# Demodulating wideband FM signal in Octave from recorded baseband IQ samples

Assuming I have a baseband recording of 8 bit IQ samples at 2.4MSps centered on an FM station is it correct to say that after low pass-filtering the complex signal to 240KHz, taking discrete derivative of phase and computing the envelope of the result this envelope should be the baseband audio signal?

Will this approach work for FM stereo?

I'm trying to confirm that my understanding is correct in Octave based on IQ samples recorded from RTL-SDR tuned to an FM station, but I'm getting white noise.

pkg load signal;
% 2.4MSps IQ baseband signal of an FM station from RTL-SDR recorded in SDR#
csamples = arrayfun(@complex,samples(:,1),samples(:,2));
% low pass filter and decimate to get 480KSps (240KHz Widband FM)
csamples_filtered = decimate(csamples, 5);
% descrete derivatives of phase
filtered_derivative = conv(angle(csamples_filtered), [-1,1]);
% center amplitude around 0
filtered_derivative = filtered_derivative - (max(filtered_derivative)+min(filtered_derivative));
% rectify, low pass filter and decimate to get the envelope (48 KSps)
envelope = decimate(sqrt(filtered_derivative.*filtered_derivative), 10);
% scale to 0..255
sound_normalized = sound_normalized * (255/max(envelope));

player = audioplayer(sound_normalized, 48000, 8);
play(player);


The FFT plot of the original data in csamples (centered on Fc) corresponds to spectrum that is shown in SDR Sharp I recorded it in (and listened to the station), so I think the input data is good.
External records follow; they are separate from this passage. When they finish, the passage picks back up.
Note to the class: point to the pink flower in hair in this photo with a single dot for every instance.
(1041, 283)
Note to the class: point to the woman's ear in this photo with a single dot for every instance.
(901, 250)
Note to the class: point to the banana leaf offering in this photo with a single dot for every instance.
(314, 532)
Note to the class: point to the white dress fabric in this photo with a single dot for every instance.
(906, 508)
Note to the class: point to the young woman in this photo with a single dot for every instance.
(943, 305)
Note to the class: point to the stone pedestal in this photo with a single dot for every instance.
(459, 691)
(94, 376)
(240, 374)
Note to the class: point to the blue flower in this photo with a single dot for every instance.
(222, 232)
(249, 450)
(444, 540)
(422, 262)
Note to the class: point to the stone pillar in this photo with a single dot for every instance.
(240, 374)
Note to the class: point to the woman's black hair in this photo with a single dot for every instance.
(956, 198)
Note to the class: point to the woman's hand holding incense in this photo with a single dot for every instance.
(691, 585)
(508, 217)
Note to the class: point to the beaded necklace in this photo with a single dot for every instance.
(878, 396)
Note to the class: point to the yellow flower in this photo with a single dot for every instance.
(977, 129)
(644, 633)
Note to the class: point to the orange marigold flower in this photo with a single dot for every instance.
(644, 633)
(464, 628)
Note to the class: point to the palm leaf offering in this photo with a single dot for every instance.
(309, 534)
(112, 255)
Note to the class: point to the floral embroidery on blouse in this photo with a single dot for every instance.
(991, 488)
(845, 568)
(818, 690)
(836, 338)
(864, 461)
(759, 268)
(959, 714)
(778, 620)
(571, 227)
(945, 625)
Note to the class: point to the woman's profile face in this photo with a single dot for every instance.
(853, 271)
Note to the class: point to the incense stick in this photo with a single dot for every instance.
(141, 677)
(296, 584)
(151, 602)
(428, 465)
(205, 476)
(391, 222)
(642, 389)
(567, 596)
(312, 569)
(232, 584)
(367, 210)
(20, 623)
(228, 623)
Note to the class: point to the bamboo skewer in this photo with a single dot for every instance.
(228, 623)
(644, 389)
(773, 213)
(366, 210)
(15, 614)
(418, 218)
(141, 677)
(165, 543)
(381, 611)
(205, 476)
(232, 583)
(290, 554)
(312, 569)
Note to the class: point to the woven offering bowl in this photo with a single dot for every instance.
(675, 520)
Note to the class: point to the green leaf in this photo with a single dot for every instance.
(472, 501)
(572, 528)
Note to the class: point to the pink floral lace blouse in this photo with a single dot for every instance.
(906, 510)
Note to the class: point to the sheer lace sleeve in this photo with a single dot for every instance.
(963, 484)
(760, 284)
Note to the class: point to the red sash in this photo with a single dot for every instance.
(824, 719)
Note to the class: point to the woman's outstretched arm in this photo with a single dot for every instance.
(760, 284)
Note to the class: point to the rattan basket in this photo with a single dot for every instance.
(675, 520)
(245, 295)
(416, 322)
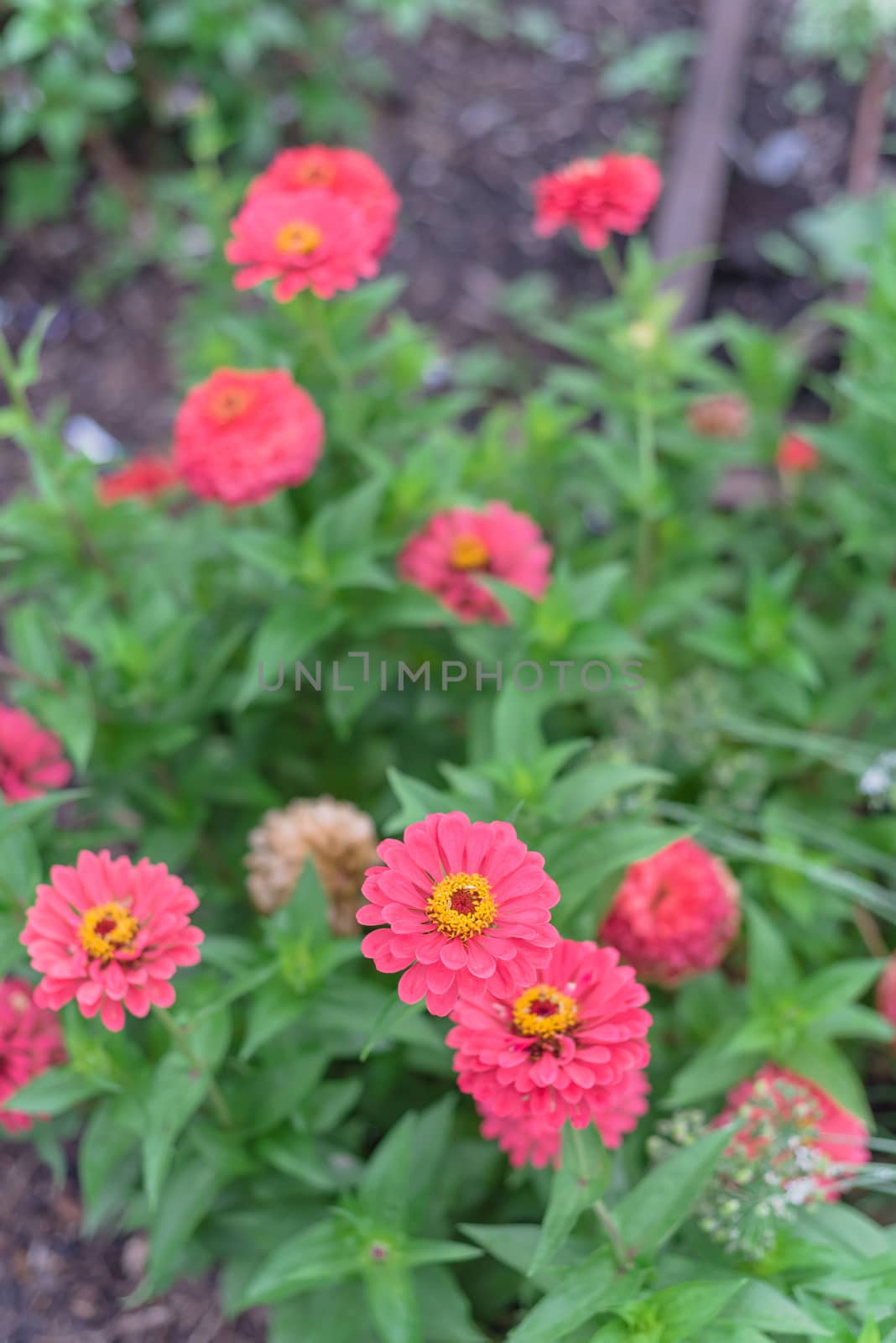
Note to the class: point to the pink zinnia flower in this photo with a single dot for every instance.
(143, 478)
(887, 993)
(31, 759)
(597, 198)
(826, 1127)
(243, 436)
(467, 907)
(562, 1049)
(541, 1143)
(110, 933)
(346, 174)
(524, 1141)
(302, 239)
(675, 915)
(29, 1044)
(457, 546)
(795, 456)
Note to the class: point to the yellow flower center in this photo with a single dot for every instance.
(230, 402)
(298, 238)
(542, 1011)
(107, 930)
(468, 552)
(461, 906)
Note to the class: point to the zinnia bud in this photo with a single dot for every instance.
(338, 839)
(795, 456)
(719, 416)
(675, 915)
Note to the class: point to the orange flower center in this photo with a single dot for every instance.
(298, 238)
(461, 906)
(544, 1011)
(314, 175)
(468, 552)
(228, 403)
(107, 930)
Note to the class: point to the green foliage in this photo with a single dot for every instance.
(695, 668)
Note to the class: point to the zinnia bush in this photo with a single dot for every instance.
(29, 1044)
(475, 865)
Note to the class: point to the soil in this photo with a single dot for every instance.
(468, 127)
(60, 1288)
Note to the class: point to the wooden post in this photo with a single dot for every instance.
(692, 206)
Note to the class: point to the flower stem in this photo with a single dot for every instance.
(647, 480)
(613, 1233)
(612, 265)
(215, 1094)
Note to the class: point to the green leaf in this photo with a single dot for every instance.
(763, 1307)
(338, 1314)
(591, 785)
(55, 1092)
(580, 1296)
(177, 1091)
(394, 1013)
(73, 715)
(655, 1209)
(711, 1072)
(416, 801)
(445, 1309)
(23, 813)
(837, 986)
(273, 1007)
(392, 1303)
(385, 1185)
(824, 1064)
(439, 1252)
(581, 1179)
(287, 635)
(513, 1246)
(768, 960)
(517, 724)
(110, 1134)
(188, 1199)
(314, 1257)
(688, 1307)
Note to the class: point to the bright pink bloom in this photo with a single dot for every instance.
(826, 1126)
(467, 908)
(524, 1141)
(887, 993)
(795, 456)
(461, 543)
(541, 1145)
(31, 760)
(141, 478)
(346, 174)
(240, 436)
(302, 239)
(29, 1044)
(597, 198)
(110, 933)
(564, 1049)
(675, 915)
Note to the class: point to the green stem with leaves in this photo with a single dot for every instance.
(613, 1235)
(215, 1094)
(645, 438)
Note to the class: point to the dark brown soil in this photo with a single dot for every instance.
(467, 129)
(60, 1288)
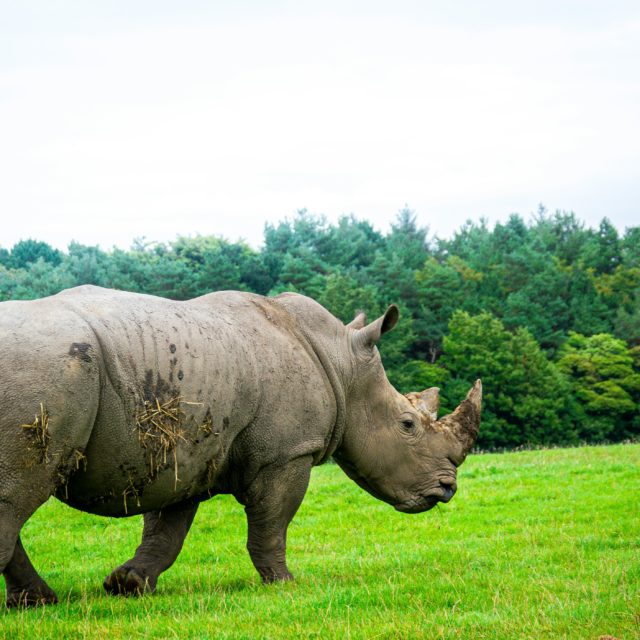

This should work if you further filter to 15KHz after your FM discriminator. FM stereo is actually sub-modulated as follows:

L+R: 0-15KHz

Pilot Tone: 19KHz

L-R: 23KHz-53KHz as DSB-SC on a 38 KHz sub-carrier

Where L is the left channel and R is the right channel.

Update: I found a nice graphic showing this from Keysight with further details on FM broadcasting at this link: http://rfmw.em.keysight.com/wireless/helpfiles/n7611b/Content/Main/FM_Broadcasting.htm

If the pilot tone is present, that indicates the station is transmitting stereo but with this approach mono receivers would still work as you would hear the combined left and right channels.

So the composite signal is formed by first AM modulating using Double-Sideband-Supressed-Carrier (DSB-SC) the L-R channels onto a 38 KHz sub-carrier (subtract R from L and then simply multiply this with a 38Khz tone). The tone is frequency divided by two and this coherent 19Khz pilot tone is added to the DSB-SC L-R waveform. Finally R is added to L and this baseband signal is added.

This is the signal that is then FM modulated, so would be the signal you would expect to get if you are properly FM demodulating.

A stereo demodulator after FM demodulation locks onto the 19KHz pilot to create the AM sub carrier at 38Khz (2x) and with that easily demodulates the AM DSB-SC sub-modulation (by multiplying the two) to achieve L-R at basebnad, and then can extract L and R by summing and subtracting the L+R and L-R results.

If you want to do a simple test of audibly hearing the demodulation of the FM signal, filter out the 19 KHz pilot and higher frequencies after you have FM demodulated this composite signal and you will hear the combined L+R channels.